Multiscale and multi-physics modeling for advanced magnetic memories

Leuven - PhD
Meer dan twee weken geleden

Unlock the future of low energy memories for tomorrow's computers

With the event of the internet of things and of artificial intelligence, there is an important need to develop low energy efficient stand-alone and embedded memories. With that respect, memories based on the manipulation of the spin offer promising prospects. For instance, memories such as Spin-Transfer Torque Magnetic Random-Access Memory (STT-MRAM), where, the spin of the electrons is flipped using a spin-polarized current which is created by passing a current though a thin magnetic layer offers up to 60% of reduction of the energy consumption compared to a classical DRAM one. The effect is achieved thanks to a magnetic tunnel junction (MTJ) or a spin-valve, and STT-MRAM devices use STT tunnel junctions (STT-MTJ). This current is then directed into a thinner magnetic layer which transfers the angular momentum to the thin layer which changes its spin. To be able to achieve this spin manipulation, memories such as the STT-MRAM ones, are built from a complex stack of different materials (up to twenty different ones) with film thicknesses ranging from a sub-nanometer to 100 nm.

While the working principle of MRAM memories is a well-established process, the development of the next generation of magnetic memories is driven by the selection of the right materials and the quality of their interfaces. Improvements are hence bound to the understanding of the fundamental aspects that define material interfaces and to the establishment of device design rules that allow an improved efficient spin manipulation. Unfortunately, little is known on the factors that are driving the global spin response at the device level. The main problem is that there is a missing link between the macroscopic device reality, governed by continuum formalisms, and atomistic realities dictated by local interactions. A proper connection of these theories then needs to be built to describe the physics that governs the full magnetic coupling of multi-scaled materials.

Through this Ph.D. proposal, we aim fulfilling this gap by building links between atomistic simulations and micromagnetic formalisms used to model magnetic devices to study fundamental relations between material, interface magnetic properties and device performances. For instance, the magnetic properties of nano-confined materials will be studied using atomistic simulations (such as density functional theory), deriving information of the impact of confinement of metals on properties such as the exchange coupling and the magnetic anisotropy. The output generated will then be coupled with micromagnetic techniques to build the insights needed into the engineering of interfaces for the development of new memories.
IMEC will provide training to both UNIX/Linux and to the material modeling techniques. A strong motivation, a good knowledge of solid-state physics and/or magnetism and of UNIX/LINUX are a plus. Excellent writing and oral communication skills are desired.

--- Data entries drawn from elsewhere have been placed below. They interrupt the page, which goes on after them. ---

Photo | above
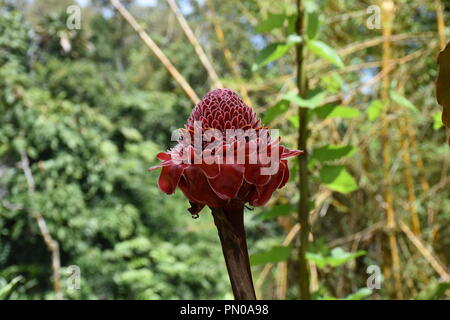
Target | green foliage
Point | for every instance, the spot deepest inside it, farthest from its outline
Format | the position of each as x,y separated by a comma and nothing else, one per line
332,152
272,52
277,211
336,112
374,109
325,51
273,255
314,100
437,124
335,258
338,179
401,100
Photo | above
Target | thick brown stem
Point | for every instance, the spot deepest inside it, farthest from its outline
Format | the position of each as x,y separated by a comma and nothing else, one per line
230,225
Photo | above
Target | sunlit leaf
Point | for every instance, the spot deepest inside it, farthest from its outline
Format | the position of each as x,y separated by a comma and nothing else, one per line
401,100
277,211
312,25
325,51
338,179
374,109
337,257
442,92
273,21
437,123
274,255
272,52
332,152
329,111
6,291
310,103
273,112
360,294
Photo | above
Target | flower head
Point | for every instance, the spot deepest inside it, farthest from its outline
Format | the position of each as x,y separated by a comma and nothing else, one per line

Required background: Material engineering or physics with strong interest in numerical analysis

Type of work: literature 10 % and 90 % modeling

Supervisor: Michel Houssa

Daily advisor: Kiroubanand Sankaran

The reference code for this position is 2020-018. Mention this reference code on your application form.
Chinese nationals who wish to apply for the CSC scholarship, should use the following code when applying for this topic: CSC2020-11.